SoFunction
Updated on 2024-11-19

Example of python method to recognize CAPTCHA using Tesseract

Whether it is automated login or crawler, always around the CAPTCHA, this time to talk about python in the optical recognition of the CAPTCHA moduletesserocrcap (a poem)pytesseracttesserocrcap (a poem)pytesseractis an OCR-recognition library for Python, but is actually a library for thetesseractA layer of Python API wrapping done by thepytesseractIt's Google.Tesseract-OCRengine wrappers; so they are at their coretesseractTherefore, when installing thetesserocrBefore that, we need to install thetesseract

download and install

Download Address:/tesseract/tesseract-ocr-w64-setup-v4.0.0.
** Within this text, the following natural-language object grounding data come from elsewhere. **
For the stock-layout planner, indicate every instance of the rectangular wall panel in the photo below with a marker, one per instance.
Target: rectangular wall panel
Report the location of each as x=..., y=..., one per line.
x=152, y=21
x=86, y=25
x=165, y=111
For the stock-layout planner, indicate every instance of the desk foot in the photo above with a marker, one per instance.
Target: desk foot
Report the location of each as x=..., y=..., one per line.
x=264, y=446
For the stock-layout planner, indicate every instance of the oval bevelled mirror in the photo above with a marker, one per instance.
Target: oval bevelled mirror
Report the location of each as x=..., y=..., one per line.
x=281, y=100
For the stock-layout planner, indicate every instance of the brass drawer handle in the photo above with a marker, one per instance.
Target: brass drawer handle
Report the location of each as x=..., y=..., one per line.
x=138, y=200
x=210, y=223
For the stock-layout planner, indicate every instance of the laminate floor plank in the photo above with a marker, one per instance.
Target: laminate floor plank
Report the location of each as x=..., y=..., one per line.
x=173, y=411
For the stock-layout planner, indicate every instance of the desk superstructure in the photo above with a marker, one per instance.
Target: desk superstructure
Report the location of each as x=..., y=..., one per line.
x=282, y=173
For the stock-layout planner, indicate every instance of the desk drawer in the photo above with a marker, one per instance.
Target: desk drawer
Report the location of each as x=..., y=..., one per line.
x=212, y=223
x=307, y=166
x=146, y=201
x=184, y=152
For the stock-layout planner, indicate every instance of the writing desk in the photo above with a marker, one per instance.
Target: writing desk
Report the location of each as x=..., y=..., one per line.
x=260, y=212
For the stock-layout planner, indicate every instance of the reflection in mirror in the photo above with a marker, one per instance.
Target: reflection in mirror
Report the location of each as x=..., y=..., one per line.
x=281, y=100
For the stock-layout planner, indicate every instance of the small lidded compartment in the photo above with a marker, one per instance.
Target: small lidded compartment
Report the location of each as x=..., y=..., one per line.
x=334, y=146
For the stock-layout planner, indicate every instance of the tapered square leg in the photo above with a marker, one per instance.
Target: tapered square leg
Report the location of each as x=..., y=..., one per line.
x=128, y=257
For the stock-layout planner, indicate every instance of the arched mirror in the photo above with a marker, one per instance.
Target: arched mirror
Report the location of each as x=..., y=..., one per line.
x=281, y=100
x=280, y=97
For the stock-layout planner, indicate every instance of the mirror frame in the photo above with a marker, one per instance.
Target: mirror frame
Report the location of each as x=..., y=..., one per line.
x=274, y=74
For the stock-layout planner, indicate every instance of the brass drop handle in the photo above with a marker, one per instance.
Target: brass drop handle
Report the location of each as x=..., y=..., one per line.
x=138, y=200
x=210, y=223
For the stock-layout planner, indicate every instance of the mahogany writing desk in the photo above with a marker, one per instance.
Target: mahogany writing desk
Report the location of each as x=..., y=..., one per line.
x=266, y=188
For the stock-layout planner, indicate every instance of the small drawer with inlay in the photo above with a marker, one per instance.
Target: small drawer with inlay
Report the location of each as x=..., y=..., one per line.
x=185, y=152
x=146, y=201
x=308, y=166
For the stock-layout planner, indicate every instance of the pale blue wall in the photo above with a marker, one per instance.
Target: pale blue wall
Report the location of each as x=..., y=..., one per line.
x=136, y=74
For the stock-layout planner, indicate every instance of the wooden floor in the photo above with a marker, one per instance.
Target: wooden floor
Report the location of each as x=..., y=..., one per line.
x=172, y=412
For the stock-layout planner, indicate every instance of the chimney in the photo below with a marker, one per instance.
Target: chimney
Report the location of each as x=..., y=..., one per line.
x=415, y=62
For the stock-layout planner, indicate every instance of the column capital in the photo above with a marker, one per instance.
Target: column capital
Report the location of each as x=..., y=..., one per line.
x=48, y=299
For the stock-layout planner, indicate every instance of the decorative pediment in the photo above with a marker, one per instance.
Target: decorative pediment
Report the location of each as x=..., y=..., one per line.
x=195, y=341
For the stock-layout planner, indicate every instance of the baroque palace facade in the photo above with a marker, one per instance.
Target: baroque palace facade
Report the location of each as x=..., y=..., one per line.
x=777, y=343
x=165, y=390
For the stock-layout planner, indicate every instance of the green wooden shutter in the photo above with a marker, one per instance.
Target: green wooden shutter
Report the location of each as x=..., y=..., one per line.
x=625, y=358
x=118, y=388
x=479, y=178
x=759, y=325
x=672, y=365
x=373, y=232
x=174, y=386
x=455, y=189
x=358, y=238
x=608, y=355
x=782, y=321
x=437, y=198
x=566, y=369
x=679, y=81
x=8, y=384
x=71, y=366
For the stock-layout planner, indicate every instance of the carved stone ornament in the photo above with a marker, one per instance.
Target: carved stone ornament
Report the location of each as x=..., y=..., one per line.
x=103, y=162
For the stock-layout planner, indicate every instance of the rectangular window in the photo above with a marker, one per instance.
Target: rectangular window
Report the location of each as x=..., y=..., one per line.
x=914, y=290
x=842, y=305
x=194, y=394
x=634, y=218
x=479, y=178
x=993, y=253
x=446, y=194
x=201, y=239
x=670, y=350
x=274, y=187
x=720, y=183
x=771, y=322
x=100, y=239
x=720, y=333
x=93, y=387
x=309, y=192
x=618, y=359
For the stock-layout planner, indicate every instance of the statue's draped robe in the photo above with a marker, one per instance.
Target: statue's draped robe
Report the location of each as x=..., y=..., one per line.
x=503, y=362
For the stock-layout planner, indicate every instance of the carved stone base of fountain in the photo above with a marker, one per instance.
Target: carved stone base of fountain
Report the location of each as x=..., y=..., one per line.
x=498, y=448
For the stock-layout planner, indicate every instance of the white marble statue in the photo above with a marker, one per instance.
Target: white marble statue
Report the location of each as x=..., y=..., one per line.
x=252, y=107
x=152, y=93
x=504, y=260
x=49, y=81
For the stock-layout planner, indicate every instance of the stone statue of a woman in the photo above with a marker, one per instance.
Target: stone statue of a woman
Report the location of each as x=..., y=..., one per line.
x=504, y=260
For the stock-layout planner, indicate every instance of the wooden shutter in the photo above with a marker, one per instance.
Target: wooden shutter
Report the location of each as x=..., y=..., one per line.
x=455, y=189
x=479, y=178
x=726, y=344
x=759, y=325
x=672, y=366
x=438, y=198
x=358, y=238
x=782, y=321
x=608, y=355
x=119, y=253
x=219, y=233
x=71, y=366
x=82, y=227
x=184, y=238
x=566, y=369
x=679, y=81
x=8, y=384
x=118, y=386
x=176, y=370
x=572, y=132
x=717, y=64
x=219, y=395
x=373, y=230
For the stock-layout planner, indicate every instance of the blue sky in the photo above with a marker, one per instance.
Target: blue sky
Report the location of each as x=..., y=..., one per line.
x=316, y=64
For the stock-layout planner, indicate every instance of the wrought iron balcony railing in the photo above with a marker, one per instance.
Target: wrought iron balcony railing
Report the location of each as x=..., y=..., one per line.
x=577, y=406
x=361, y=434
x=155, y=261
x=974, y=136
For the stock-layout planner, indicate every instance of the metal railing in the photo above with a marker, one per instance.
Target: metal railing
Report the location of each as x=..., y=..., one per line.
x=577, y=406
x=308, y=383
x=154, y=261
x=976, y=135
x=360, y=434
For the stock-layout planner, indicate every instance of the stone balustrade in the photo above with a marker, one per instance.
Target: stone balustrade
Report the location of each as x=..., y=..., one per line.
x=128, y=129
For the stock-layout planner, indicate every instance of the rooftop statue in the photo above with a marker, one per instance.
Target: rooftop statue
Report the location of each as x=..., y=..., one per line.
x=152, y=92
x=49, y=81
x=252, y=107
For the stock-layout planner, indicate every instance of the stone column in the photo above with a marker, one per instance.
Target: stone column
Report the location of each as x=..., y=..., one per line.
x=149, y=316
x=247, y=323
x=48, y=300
Once the download is complete, double-click to install, and you can check the box forAdditional language data(download)option to install the language packs supported by OCR Recognition, but downloading the language packs is really slow, we can directly download the language packs from the/tesseract-ocr/tessdata/Download the zip file of the language pack, unzip it and place thetessdata-masterCopy the files in theTesseractThe installation directory of theC:\Program Files (x86)\Tesseract-OCR\tessdatadirectory, and finally we configure the environment variables, we set theC:\Program Files (x86)\Tesseract-OCRAdd it to the environment variables. Go to a command prompt and typetesseractIf the following result is displayed, the configuration is complete

View the installed language packs:tesseract --list-langs

It shows that I have a total of 167 language packs installed that contain English or other characters.

test (machinery etc)

QR codes for experiments

Basic Usage Syntax
tesseract result (tesseract image name generates file name)

in the end

From the results, it recognizes P, 2, and X, but recognizes C as G. The recognition is still high, so let's look at using it in python.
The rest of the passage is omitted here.